No podía creerlo entre los restos de comida, entre
botellas rotas, en cada uno de los cabellos del
relámpago que mostraba sus ojos de ira, sus labios
de ultraje. Lo dije tantas veces sobre los carbones
prendidos debajo del comal, lo repetí a las cuatro
paredes de una habitación, lo reproduje en las
hojas que el tiempo ha podrido, mascado, y en
la lluvia que mira sobre los campos la fértil
acometida de las hierbas.
¡La vena a punto de reventar, hinchada en el esfuerzo
caudaloso! ¡El ojo que salpica cuando no hay nadie!
Poso la mejilla en el vientre de la estatua de sal,
la que sintió pasar un pájaro dentro de una gota
de ámbar, y siento el vuelo mojado de una mujer,
aire que me baña.
Sobre los huesos de los codos me levanto, para emparejarme,
para estar despierto.
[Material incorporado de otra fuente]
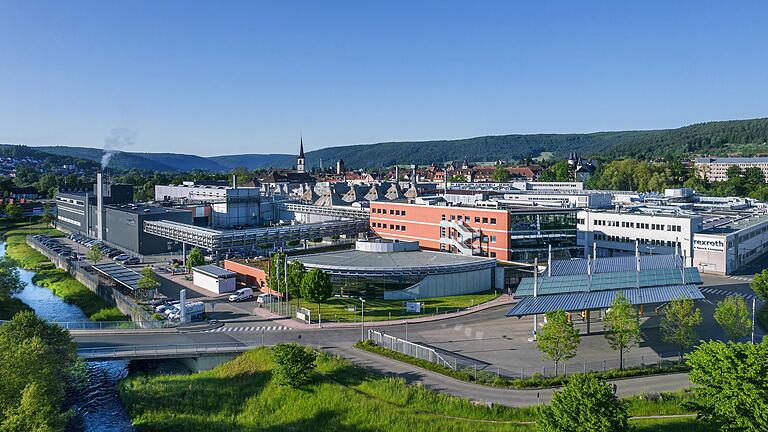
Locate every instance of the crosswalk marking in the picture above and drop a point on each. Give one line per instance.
(726, 293)
(247, 328)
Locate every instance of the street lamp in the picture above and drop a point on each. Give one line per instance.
(362, 319)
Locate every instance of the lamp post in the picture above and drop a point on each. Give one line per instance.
(362, 319)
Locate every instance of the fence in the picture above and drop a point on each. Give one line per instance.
(409, 348)
(482, 369)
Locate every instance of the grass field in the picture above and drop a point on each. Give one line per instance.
(241, 395)
(72, 291)
(337, 308)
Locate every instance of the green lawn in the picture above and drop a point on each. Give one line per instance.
(336, 309)
(10, 306)
(72, 291)
(241, 395)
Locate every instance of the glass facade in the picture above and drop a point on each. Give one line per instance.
(369, 286)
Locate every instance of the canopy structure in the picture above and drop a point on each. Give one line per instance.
(120, 274)
(591, 284)
(602, 299)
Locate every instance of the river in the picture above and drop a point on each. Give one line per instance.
(97, 404)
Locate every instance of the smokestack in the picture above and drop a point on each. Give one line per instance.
(99, 206)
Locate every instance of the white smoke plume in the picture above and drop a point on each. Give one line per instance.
(118, 139)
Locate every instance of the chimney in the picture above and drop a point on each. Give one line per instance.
(99, 207)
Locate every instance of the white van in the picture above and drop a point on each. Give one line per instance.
(241, 294)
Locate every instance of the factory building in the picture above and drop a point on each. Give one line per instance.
(712, 240)
(120, 223)
(217, 205)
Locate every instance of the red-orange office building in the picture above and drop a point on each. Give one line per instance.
(517, 234)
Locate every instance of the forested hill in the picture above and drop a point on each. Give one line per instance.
(742, 137)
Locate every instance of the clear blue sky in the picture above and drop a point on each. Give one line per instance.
(249, 77)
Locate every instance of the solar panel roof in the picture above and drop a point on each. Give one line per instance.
(602, 299)
(121, 274)
(609, 281)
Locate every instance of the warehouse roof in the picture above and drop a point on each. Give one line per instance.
(360, 260)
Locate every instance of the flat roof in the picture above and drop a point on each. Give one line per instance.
(377, 261)
(214, 271)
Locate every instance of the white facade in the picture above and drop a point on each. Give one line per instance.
(215, 283)
(615, 233)
(707, 243)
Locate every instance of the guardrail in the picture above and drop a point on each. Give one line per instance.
(162, 351)
(409, 348)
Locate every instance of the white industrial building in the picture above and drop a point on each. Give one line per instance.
(714, 241)
(214, 279)
(230, 207)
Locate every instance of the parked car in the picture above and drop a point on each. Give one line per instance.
(266, 298)
(241, 294)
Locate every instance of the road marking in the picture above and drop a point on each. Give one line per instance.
(247, 328)
(725, 293)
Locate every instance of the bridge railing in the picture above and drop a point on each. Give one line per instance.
(161, 350)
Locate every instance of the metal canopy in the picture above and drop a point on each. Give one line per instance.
(602, 299)
(120, 274)
(609, 281)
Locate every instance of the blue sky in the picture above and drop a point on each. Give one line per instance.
(248, 77)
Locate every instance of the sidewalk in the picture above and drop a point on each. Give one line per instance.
(498, 395)
(503, 299)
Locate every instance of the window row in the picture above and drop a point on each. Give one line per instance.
(391, 212)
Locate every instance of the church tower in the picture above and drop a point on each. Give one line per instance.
(300, 159)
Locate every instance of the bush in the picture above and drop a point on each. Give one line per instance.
(294, 364)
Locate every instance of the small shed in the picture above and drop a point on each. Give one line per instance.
(214, 279)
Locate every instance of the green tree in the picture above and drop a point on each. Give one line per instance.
(734, 317)
(678, 323)
(500, 175)
(585, 404)
(35, 412)
(558, 340)
(13, 211)
(731, 385)
(95, 254)
(294, 364)
(38, 363)
(10, 281)
(759, 285)
(622, 326)
(195, 258)
(316, 288)
(148, 282)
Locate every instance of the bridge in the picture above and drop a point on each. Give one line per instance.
(217, 240)
(159, 352)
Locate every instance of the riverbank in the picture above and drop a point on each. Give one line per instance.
(242, 395)
(57, 280)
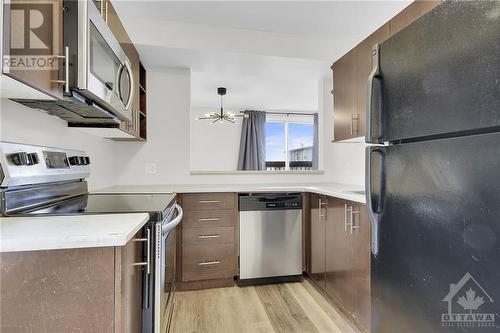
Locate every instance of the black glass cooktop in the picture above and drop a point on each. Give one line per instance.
(157, 205)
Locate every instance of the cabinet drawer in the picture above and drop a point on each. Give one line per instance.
(205, 236)
(208, 262)
(208, 218)
(204, 201)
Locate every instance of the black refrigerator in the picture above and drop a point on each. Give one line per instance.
(433, 172)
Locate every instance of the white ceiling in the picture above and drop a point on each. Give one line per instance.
(269, 54)
(312, 18)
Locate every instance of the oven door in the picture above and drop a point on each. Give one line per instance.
(165, 270)
(108, 77)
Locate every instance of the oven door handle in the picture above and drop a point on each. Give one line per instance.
(167, 227)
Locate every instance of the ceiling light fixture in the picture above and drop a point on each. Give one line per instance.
(222, 116)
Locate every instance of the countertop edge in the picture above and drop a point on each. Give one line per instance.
(242, 188)
(18, 244)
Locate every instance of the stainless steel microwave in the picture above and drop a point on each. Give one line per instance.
(99, 69)
(96, 73)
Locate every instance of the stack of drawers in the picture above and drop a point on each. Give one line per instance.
(208, 236)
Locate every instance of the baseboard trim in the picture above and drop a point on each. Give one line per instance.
(204, 284)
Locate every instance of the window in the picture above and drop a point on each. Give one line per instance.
(290, 142)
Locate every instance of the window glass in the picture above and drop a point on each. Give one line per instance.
(275, 145)
(289, 142)
(300, 146)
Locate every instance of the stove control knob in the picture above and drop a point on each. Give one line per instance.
(20, 158)
(32, 158)
(73, 160)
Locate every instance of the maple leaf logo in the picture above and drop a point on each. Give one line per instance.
(470, 301)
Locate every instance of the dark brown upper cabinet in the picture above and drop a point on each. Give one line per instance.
(410, 14)
(34, 56)
(346, 117)
(339, 254)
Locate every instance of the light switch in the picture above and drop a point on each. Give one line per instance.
(150, 168)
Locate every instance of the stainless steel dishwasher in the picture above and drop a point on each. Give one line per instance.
(270, 238)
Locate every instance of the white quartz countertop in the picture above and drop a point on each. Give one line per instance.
(342, 191)
(68, 232)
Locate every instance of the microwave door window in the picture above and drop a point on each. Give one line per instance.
(103, 62)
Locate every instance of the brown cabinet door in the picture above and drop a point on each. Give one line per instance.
(363, 69)
(339, 255)
(29, 55)
(410, 14)
(131, 282)
(317, 244)
(362, 266)
(113, 20)
(346, 117)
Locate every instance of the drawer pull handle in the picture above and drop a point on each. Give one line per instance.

Desde esta posición veo
todo lo que he dejado atrás, mientras termino
de comer, cuando un halo baja hasta mi frente
y me anuncia que ya va a amanecer, entre pétalos
arrugados.
Me levanto a través del cielo áureo, con letras incompletas.
No morir hasta haberlo visto todo
Mi mujer cantando Alfonsina a las diez de la noche
Unas muchachas recostadas a los médanos
Un poeta robándose las obras completas de Severo Sarduy
Tres prostitutas en Medellín que me confunden con un nicaragüense
Un ciego de espaldas al mar
Fayad Jamis leyendo El ahorcado del Café Bonaparte
Una librería con todo Borges y Los alimentos terrestres de Gide
Un pingüino muerto en las costas de Talcahuano
Otra vez mi mujer haciendo pajaritas de papel
Mi madre tendiendo unas sábanas blanquísimas
Un policía leyendo a Rainer María Rilke
Thiago de Melo y María de Aparecida preguntándome por Cuba
Mi padre a punto de morir bebiendo té con bergamota
Una mesa llena de uvas negras y otras ambrosías desconocidas por mí
Tres mendigos sonrientes en la Avenida paulista
Dos revistas Orígenes en la Librería Renacimiento
Unas vacas nadando en el mar de Manzanillo
Un tren francés roto en las llanuras de Camagüey
Un vendedor de agujas con poemas publicados
Un ciervo herido que busca en el zoológico amparo
Mi hermana a la salida de un quirófano
La Plaza de la Revolución vacía y oscura
Los muros del Moncada a las tres de la tarde y en agosto
Esto he visto yo y espero no morir hasta haberlo visto todo.